While Biden’s speech was devoid of details, conceivably State Department airplanes could be provided to transport the Central American children granted refugee status, enabling the children to avoid having to take the risks of paying coyotes and paying criminal gangs to travel through Mexico to enter the U.S.
WND also reported unnamed U.S. officials told media prior to Biden’s speech that children deemed refugees will be allowed to work immediately upon entry in the U.S., applying for permanent residency the next year and for naturalization five years later.
On July 11, 2014, WND reported Mexico and Guatemala agreed to make it easier and safer for Central Americans, including unaccompanied minors, to enter the United States illegally.
Though largely unreported in the U.S. establishment media, Mexico and Guatemala reached an agreement July 7, 2014, in a presidential-level meeting between the two countries in Mexico.

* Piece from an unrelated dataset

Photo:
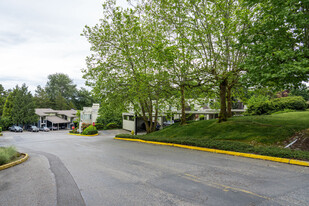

The deal to made it legal and safer for Central American immigrants, including unaccompanied minors, to cross Mexico’s border with Guatemala and transit Mexico.
To facilitate the program, the Mexican government announced plans to issue a new “Regional Visitor Card” that will provide documentation for the Central Americans to remain in Mexico as long as it takes to get to the United Stats.
Under the auspices of a “Southern Border Program,” Mexican President Enrique Peña and Guatemalan President Otto Pérez, in a meeting in Mexico, agreed to take five concrete steps to “protect and safeguard the human rights of migrants who enter and transit Mexico, so as to order international routes of passage [in and through Mexico] to increase and develop the security of the region.”
As WND also reported July 11, 2014, former Obama “border czar” Alan Bersin, currently serving as assistant secretary of homeland security for international affairs, declared in a 2012 speech the southern border of the United States is effectively now the Mexican border with Guatemala.
Bersin made the remark at the Annual Border Issues Conference in Washington, D.C., hosted by the United States-Mexico Chamber of Commerce.
“This is a terrific period,” Bersin said, suggesting the “real action” economically in the world will be in North America in the future, thanks to the oil and gas resources of Canada, the United States and Mexico.
“The Guatemalan border with Chiapas, Mexico, is now our southern border,” Bersin went on to claim.
As WND reported July 14, 2014, representatives of the United Nations High Commissioner for Refugees, or UNHRC, were holding “intense discussions” about the possibility of extending U.N. protection to the thousands of Central American crossing the border with Mexico illegally by defining them as “refugees” seeking asylum from domestic and political violence in their home nations.
While the State Department’s Bureau of Population, Refugees, and Migration, PRM, works in close conjunction with the UNHRC, the problem under international law is that minors under 21 abandoned in the Central American countries under question by parents legally in the U.S. are not part of any group the U.N. has designated as “refugees” seeking protection of international law as victims of political or religious persecution under the U.N.’s 30-year-old declaration on the rights of refugees.
The U.S. Citizenship and Immigration Services points out that the agency has the authority to “grant parole temporarily to a anyone applying for admission into the United States based on urgent humanitarian reasons or if there is a significant public benefit,” but the grant of temporary parole is limited to “a period of time that corresponds with the length of the emergency or humanitarian situation.”
The USCIS policy of “humanitarian parole” further specifies “paroles must depart the United States before the expiration of the parole.”
The definition of “refugee status” granting permanent residency and citizenship possibilities is more consistent with definitions of refugee status under various United Nations High Commissioner for Refugees international conventions.